That said, my dad put me on the back of his bike when I was 3, and I have been addicted ever since, I got my first bike the next year for "christmas" (in May) and never looked back. In Kentucky there were no helmet laws then, and there might as well not be today.

If your child is old enough to maintain the focus needed to ride as a passenger, want to ride with you, and you have the funds to buy the VERY BEST in protective gear than by all means go for it. There is risk in everything, growing up we saw/knew a few kids who didn't grow up, the two I remember the most were a fall from a tree and playing HS baseball (line drive to the head). My future wife and I have decided to I will get to buy a Hack so that we can take the kid with us once he/she is old enough (we are thinking about 4 years old) then maybe around 6 or so throw them on the back if they want.

Racingwise, I have seen kids crash hard at junior level races and the parents never thought twice about the paramedics slicing off $5k in gear (no joke the EMT asked the dad if they should cut it off or slide it off to save money ) I also was at the track when a 12 year old died in a minor lowside.

I cannot stress this enough the following:
1) Gear, get the best and ATGATT, kids don't always know what they are getting into. It is your responsibility to mitigate the risk. My fiance didn't when I invited her to ride with me for the first time, but we went to some shops and found gear she liked that was at or near the best available.

2) Focus. My girl did a 2up ride with me on the track also, she loved it and learned alot about being a passenger and how much her movements effect the bike. Kids will not know this instinctively, you really should ensure your child has the focus and start with SHORT trips to the store, McDonald's, etc and work your way up.

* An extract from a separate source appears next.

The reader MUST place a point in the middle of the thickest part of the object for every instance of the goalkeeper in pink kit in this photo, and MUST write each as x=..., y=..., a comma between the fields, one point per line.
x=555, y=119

3) The dangerous riding (at least IMHO) is traffic; the stop and go stuff in town, make sure you (30+ years you should) and your passenger know what to do. I would suggest a helmet to helmet communication system and if possible get one for your wife also and have her ride behind. You can communicate to your child and she can let you know if junior is loosing focus and may need a short break.

I don't have any kids, but I have been thinking about this stuff for a while now and look forward to the responses of others also.